CONGRESSIONAL RECORD – SENATE


January 6, 1973


Page 433


SEPARATION OF POWERS


Mr. MUSKIE. Mr. President, three editorials published in the New York Times of January 3 make clear the danger to the doctrine of separation of powers in the President's apparent desire to govern America alone. He has shown contempt for explicit congressional directives by impounding funds we appropriated for needed public investments. He has defied our implicit power to consult in the making of foreign policy by denying us the information we must have to act intelligently. And he has deceived us and the American people with half-truths or outright misstatements of fact about the course of the war in Indochina.

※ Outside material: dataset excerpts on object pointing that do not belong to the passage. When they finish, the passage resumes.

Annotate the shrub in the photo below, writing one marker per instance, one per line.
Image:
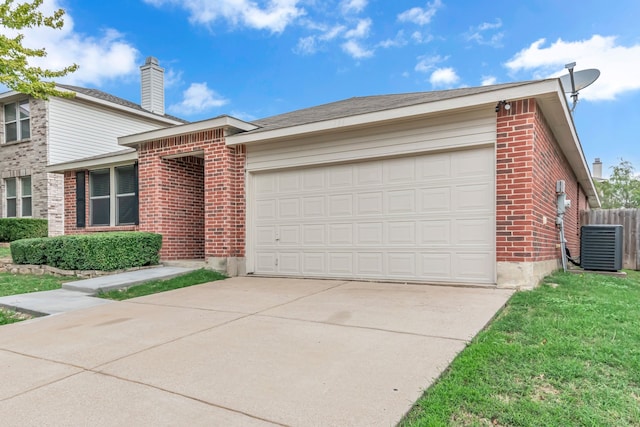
(100, 251)
(22, 228)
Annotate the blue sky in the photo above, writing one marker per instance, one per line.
(255, 58)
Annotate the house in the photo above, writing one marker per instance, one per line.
(454, 186)
(35, 133)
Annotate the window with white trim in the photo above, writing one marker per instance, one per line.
(18, 197)
(17, 121)
(113, 196)
(11, 197)
(25, 191)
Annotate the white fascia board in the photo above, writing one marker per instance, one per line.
(94, 163)
(231, 125)
(529, 90)
(124, 108)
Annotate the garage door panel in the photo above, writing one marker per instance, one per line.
(435, 266)
(369, 264)
(473, 232)
(314, 235)
(474, 197)
(401, 233)
(368, 174)
(340, 205)
(369, 203)
(340, 264)
(369, 234)
(419, 218)
(400, 171)
(472, 266)
(314, 263)
(340, 176)
(313, 207)
(401, 201)
(288, 208)
(434, 200)
(435, 233)
(435, 166)
(402, 264)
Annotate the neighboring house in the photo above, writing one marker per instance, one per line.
(454, 186)
(35, 133)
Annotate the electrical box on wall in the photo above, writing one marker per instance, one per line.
(601, 247)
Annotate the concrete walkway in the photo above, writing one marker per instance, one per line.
(244, 351)
(78, 294)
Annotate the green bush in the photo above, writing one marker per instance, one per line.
(100, 251)
(22, 228)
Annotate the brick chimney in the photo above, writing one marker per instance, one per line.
(597, 169)
(152, 86)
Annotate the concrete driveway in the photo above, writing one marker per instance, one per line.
(244, 351)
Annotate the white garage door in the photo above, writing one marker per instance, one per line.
(425, 218)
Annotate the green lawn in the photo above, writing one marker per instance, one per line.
(565, 355)
(194, 278)
(5, 252)
(13, 284)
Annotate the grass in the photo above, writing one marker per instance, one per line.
(194, 278)
(5, 252)
(564, 355)
(13, 284)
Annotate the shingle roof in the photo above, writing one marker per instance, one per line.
(368, 104)
(95, 93)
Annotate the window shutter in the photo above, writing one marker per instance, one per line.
(135, 189)
(80, 199)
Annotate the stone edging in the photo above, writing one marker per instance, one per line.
(7, 266)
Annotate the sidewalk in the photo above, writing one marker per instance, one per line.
(80, 294)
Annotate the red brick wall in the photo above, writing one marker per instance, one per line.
(529, 162)
(213, 224)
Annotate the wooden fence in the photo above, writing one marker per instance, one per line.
(630, 221)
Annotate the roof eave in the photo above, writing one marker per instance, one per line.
(396, 114)
(129, 110)
(231, 126)
(94, 162)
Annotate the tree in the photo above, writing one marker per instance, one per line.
(622, 189)
(15, 71)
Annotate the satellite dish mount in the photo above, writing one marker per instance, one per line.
(577, 81)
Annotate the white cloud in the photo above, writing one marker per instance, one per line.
(275, 16)
(353, 6)
(421, 16)
(360, 31)
(617, 64)
(198, 98)
(479, 34)
(488, 80)
(398, 41)
(444, 77)
(421, 38)
(428, 63)
(353, 48)
(100, 59)
(306, 46)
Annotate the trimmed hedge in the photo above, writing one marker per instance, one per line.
(100, 251)
(22, 228)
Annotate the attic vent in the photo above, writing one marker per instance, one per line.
(601, 247)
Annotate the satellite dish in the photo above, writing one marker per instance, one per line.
(581, 79)
(574, 82)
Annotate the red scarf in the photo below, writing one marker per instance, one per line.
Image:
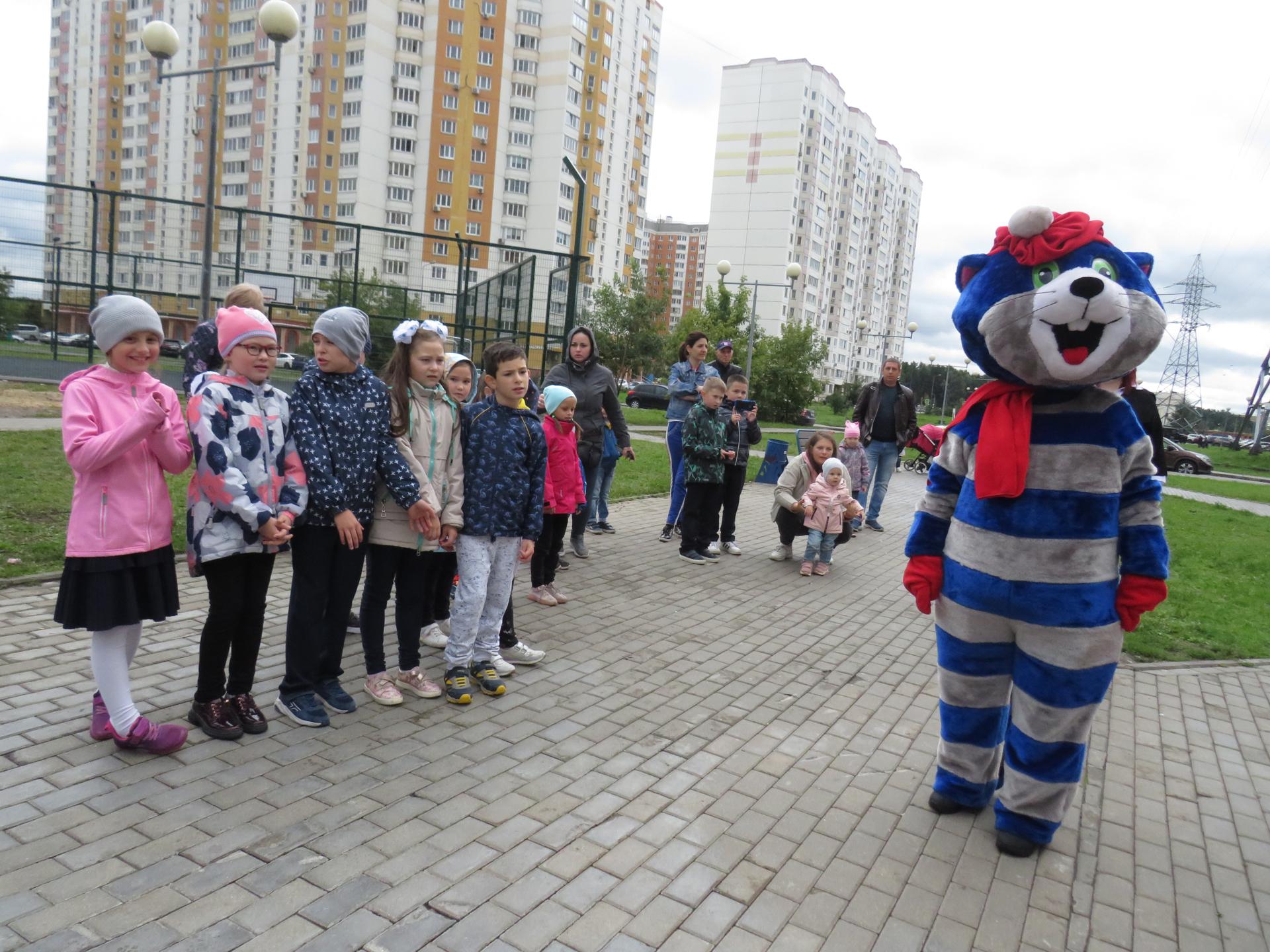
(1005, 437)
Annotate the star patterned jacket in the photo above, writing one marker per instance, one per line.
(341, 423)
(247, 469)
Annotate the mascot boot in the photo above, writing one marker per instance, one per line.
(1039, 539)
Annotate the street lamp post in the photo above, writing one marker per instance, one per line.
(281, 23)
(792, 270)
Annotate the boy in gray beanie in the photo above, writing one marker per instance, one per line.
(116, 317)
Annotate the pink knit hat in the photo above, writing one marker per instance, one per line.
(237, 324)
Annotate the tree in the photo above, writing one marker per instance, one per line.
(784, 375)
(625, 319)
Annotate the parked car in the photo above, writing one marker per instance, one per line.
(1180, 460)
(654, 397)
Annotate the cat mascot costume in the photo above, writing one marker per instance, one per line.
(1039, 539)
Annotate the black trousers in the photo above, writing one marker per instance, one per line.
(412, 574)
(237, 587)
(701, 502)
(790, 524)
(546, 550)
(437, 607)
(733, 483)
(589, 456)
(324, 576)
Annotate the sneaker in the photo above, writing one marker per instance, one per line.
(459, 686)
(304, 710)
(505, 668)
(486, 676)
(334, 698)
(542, 596)
(151, 738)
(216, 717)
(415, 683)
(251, 716)
(433, 636)
(382, 691)
(99, 728)
(523, 654)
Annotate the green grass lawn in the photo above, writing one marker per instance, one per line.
(1231, 489)
(1217, 587)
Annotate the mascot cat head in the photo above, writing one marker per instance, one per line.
(1057, 305)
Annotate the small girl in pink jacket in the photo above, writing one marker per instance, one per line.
(121, 430)
(824, 506)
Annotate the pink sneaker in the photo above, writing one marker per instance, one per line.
(381, 690)
(151, 738)
(99, 728)
(415, 683)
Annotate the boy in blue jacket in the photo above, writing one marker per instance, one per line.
(339, 414)
(505, 471)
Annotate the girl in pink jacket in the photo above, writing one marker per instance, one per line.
(121, 430)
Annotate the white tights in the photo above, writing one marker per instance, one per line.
(111, 653)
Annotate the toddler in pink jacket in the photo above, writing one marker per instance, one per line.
(121, 430)
(824, 506)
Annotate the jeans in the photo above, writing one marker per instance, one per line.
(882, 457)
(546, 551)
(820, 546)
(324, 576)
(701, 502)
(675, 444)
(412, 574)
(733, 484)
(237, 587)
(599, 509)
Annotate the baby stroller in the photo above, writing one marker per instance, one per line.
(926, 444)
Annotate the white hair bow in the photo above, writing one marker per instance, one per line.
(404, 332)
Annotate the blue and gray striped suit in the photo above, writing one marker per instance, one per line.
(1027, 629)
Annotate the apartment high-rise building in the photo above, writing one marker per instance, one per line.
(676, 266)
(803, 177)
(448, 117)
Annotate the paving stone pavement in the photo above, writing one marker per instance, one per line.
(724, 757)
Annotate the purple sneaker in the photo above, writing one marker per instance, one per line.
(151, 738)
(99, 729)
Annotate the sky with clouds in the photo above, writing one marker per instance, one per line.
(1154, 117)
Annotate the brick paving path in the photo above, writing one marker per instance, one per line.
(723, 757)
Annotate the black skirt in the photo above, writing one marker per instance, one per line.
(106, 592)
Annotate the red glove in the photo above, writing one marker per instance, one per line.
(1138, 594)
(923, 578)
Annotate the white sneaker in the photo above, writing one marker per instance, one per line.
(524, 654)
(502, 666)
(435, 637)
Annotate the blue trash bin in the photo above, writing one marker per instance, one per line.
(775, 460)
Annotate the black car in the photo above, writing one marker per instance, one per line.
(656, 397)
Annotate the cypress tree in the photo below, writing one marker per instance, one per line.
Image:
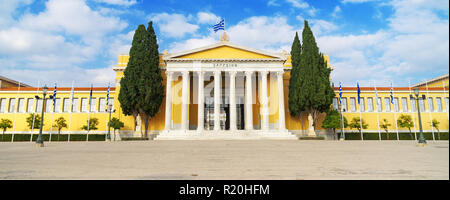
(151, 89)
(129, 84)
(294, 81)
(312, 91)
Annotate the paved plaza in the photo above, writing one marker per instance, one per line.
(232, 159)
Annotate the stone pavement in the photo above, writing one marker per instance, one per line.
(225, 159)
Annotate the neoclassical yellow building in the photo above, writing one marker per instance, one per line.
(247, 88)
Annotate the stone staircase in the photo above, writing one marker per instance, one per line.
(226, 135)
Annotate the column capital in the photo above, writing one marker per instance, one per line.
(200, 73)
(169, 73)
(280, 73)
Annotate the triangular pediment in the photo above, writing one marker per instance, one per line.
(224, 50)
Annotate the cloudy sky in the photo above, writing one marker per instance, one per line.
(367, 40)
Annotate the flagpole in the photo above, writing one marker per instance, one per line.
(395, 111)
(378, 114)
(53, 111)
(34, 113)
(360, 117)
(70, 113)
(414, 120)
(89, 114)
(107, 102)
(342, 113)
(15, 113)
(430, 111)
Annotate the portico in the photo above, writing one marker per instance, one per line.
(230, 93)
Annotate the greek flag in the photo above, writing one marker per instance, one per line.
(90, 98)
(340, 93)
(219, 26)
(359, 92)
(54, 96)
(107, 97)
(392, 96)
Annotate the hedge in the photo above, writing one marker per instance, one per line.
(46, 137)
(393, 136)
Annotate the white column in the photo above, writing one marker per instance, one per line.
(169, 100)
(232, 100)
(217, 76)
(281, 119)
(201, 104)
(248, 101)
(264, 101)
(185, 101)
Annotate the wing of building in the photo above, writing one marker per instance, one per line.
(224, 89)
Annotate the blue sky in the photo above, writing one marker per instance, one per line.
(367, 40)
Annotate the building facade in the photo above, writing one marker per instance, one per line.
(247, 88)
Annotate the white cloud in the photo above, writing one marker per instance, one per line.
(272, 3)
(118, 2)
(174, 25)
(336, 12)
(54, 43)
(207, 18)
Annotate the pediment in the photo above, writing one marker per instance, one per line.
(224, 50)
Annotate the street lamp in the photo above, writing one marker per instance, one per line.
(342, 123)
(39, 140)
(422, 141)
(109, 109)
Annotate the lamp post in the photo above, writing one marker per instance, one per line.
(422, 141)
(342, 123)
(39, 140)
(109, 109)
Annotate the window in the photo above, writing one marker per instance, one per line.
(352, 104)
(387, 104)
(344, 104)
(21, 105)
(30, 105)
(48, 105)
(370, 104)
(57, 107)
(422, 105)
(396, 107)
(430, 104)
(83, 104)
(379, 106)
(404, 104)
(75, 105)
(93, 104)
(12, 104)
(361, 104)
(39, 106)
(111, 101)
(438, 104)
(102, 104)
(2, 105)
(335, 104)
(446, 104)
(413, 105)
(66, 104)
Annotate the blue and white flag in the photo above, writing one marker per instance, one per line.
(392, 96)
(340, 93)
(54, 96)
(219, 26)
(359, 93)
(107, 97)
(90, 98)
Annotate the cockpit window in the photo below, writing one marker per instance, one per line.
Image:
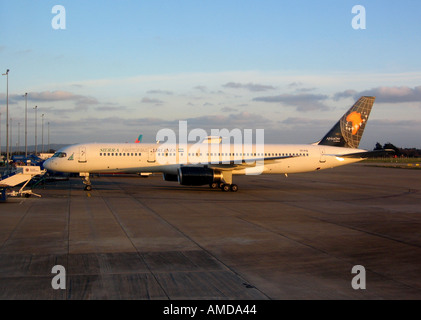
(60, 155)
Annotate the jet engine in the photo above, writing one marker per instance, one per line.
(197, 176)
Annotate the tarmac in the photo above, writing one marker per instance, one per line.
(276, 238)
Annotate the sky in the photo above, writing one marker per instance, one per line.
(107, 71)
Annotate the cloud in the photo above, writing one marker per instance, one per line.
(385, 94)
(394, 94)
(228, 109)
(254, 87)
(303, 102)
(200, 88)
(149, 100)
(52, 96)
(344, 94)
(166, 92)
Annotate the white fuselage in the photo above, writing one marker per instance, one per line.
(138, 158)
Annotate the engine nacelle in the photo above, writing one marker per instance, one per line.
(170, 177)
(197, 176)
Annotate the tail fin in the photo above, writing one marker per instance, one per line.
(139, 139)
(350, 128)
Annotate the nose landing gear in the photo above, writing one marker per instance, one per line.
(86, 181)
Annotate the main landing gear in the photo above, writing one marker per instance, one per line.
(86, 181)
(224, 186)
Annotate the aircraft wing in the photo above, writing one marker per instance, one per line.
(365, 154)
(245, 163)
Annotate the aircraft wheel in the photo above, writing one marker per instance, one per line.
(226, 187)
(234, 188)
(214, 185)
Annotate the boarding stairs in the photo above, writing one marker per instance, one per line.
(21, 174)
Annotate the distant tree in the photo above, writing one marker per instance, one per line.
(378, 146)
(388, 145)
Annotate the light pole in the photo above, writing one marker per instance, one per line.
(7, 117)
(42, 133)
(26, 125)
(35, 108)
(48, 126)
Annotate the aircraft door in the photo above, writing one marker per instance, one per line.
(322, 156)
(82, 154)
(151, 155)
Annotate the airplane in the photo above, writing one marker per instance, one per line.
(337, 148)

The New York Times refers to the President as behaving with "the aloofness of a Roman emperor." It is not inappropriate to remind my colleagues that there were no Roman emperors until the Senate of Rome moved from obsequiousness to impotence. I hesitate to claim that history could repeat itself, but I strongly advise my fellow Senators to reflect on the danger we confront and the proper course of vigorous action we must pursue to reassert our prerogatives and the protection they offer our democracy.


The New York Times wrote:


A Chief Executive determined to conduct war and foreign affairs without constraint or even consultation, determined to shield the Administration's effective policy-makers from Congressional cross-examination by the vastly enlarged use of the doctrine of executive privilege, and determined to arrogate to himself a total control over Federal spending decisions is a President seeking nothing less than the surrender of his adversaries. Congress cannot escape responding to these direct challenges to its authority.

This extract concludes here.